During the purchase phase and price negotiations, it is often an unintended consequence that some of this monitoring equipment is removed from the scope or is under-specced and this frequently includes gas monitoring systems. Some plants are left with no monitoring at all whereas others are provided with handheld devices which are almost never used at the regularity needed to provide data that will help the smooth operation of an AD plant.
We find that the gas analyser systems may be removed as some of the first cost savings under price discussions as most gas analysers are provided as a third-party delivery, like those provided by QED. Unfortunately, the technology provider makes less profit on these items and these are seen as an easy gain for price reduction in final negotiations.
As with all equipment installation, fitting it in during construction is better than in retrofit, however, modern systems such as those offered by QED can be easily fitted into existing systems and, with the help of the technology provider, can also be added into the systems IT interface if required.
To get accurate readings, gas analysers must be properly calibrated, and this is where some users fall down or get frustrated with using them. Gas analysers from some providers don’t have regular service agreements in place and will be sent off site or abroad in some cases for a couple of months before they return from calibration. This leaves the plant to function without an analyser and means that plant operators are then less inclined to calibrate their machinery regularly because of this disruption.
Avril explains why she has been using gas analysers for over 25 years. “I have been using QED’s gas analysers from its Geotech product range in my work since 1994 and they are calibrated on a fixed system, using the ISO17025 audited automated calibration rigs”.

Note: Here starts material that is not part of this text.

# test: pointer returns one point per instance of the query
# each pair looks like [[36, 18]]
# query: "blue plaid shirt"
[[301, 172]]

Biogas plants can also sign up to an agreement with QED where on request for service the plant receives a “donor” analyser unit to swap in whilst their own analyser is sent for calibration and results in a downtime of just a few minutes.
The director of AB-EN Environment & Energy continues to explain how essential gas analysers are for plants. “From my own first-hand experience, it is apparent that gas analysers are an essential tool which should be compulsory in every AD plant across the country. With better monitoring in place, we as a sector, can become more efficient, more productive and improve our safety performance with our aim to establish biogas as a reliable and clean alternative to natural gas”.